Book The U S  Japan Alliance

Download or read book The U S Japan Alliance written by Michael J. Green and published by Council on Foreign Relations. This book was released on 1999 with total page 403 pages. Available in PDF, EPUB and Kindle. Book excerpt: During the cold war, the U.S.-Japan alliance was at the core of American presence, power, and prestige in the Asia-Pacific Region. When the Cold War ended, many questioned whether the alliance would continue to serve U.S. and Japanese interests. In the late 1990s the United States and Japan answered that question with a formal reaffirmation of the security treaty and the upgrading of bilateral guidelines for defense cooperation.

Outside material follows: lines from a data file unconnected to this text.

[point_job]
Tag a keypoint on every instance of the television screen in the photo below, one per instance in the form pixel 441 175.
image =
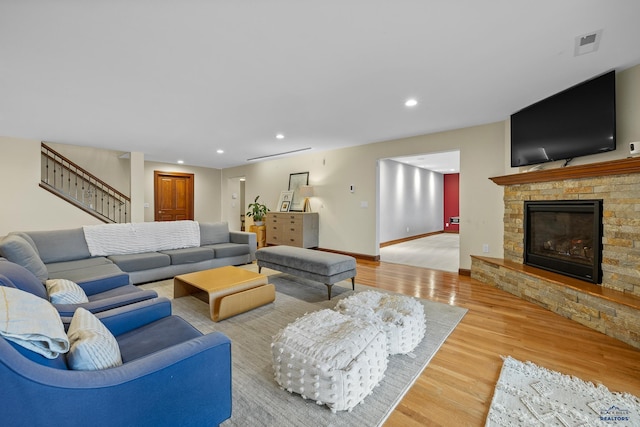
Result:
pixel 575 122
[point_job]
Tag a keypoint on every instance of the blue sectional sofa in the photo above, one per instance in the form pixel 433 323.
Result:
pixel 66 254
pixel 171 375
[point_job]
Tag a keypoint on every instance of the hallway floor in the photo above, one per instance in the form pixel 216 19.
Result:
pixel 440 252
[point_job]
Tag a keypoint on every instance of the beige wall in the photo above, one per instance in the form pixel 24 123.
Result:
pixel 346 225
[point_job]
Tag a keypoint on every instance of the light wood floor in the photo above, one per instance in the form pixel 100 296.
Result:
pixel 457 386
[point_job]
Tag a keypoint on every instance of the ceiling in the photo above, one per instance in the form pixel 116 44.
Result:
pixel 181 79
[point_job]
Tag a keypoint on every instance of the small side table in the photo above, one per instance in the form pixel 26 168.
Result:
pixel 261 234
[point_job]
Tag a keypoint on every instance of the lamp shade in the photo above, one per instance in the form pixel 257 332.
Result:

But the alliance has also faced new challenges: domestic opposition to U.S. bases in Okinawa; Chinese criticism of a stronger U.S.-Japan security relationship; and growing international frustration with Japan's economic policies. The alliance remains crucial to both nations' interests, but the management of bilateral security ties has become far more complex. The U.S.-Japan Alliance: Past, Present, and Future explains the inner workings of the U.S.-Japan alliance and recommends new approaches to sustaining this critical bilateral security relationship. The authors are scholars and practitioners who understand where the alliance came from, how it is managed, and the strategic decisions that will have to be made in the future.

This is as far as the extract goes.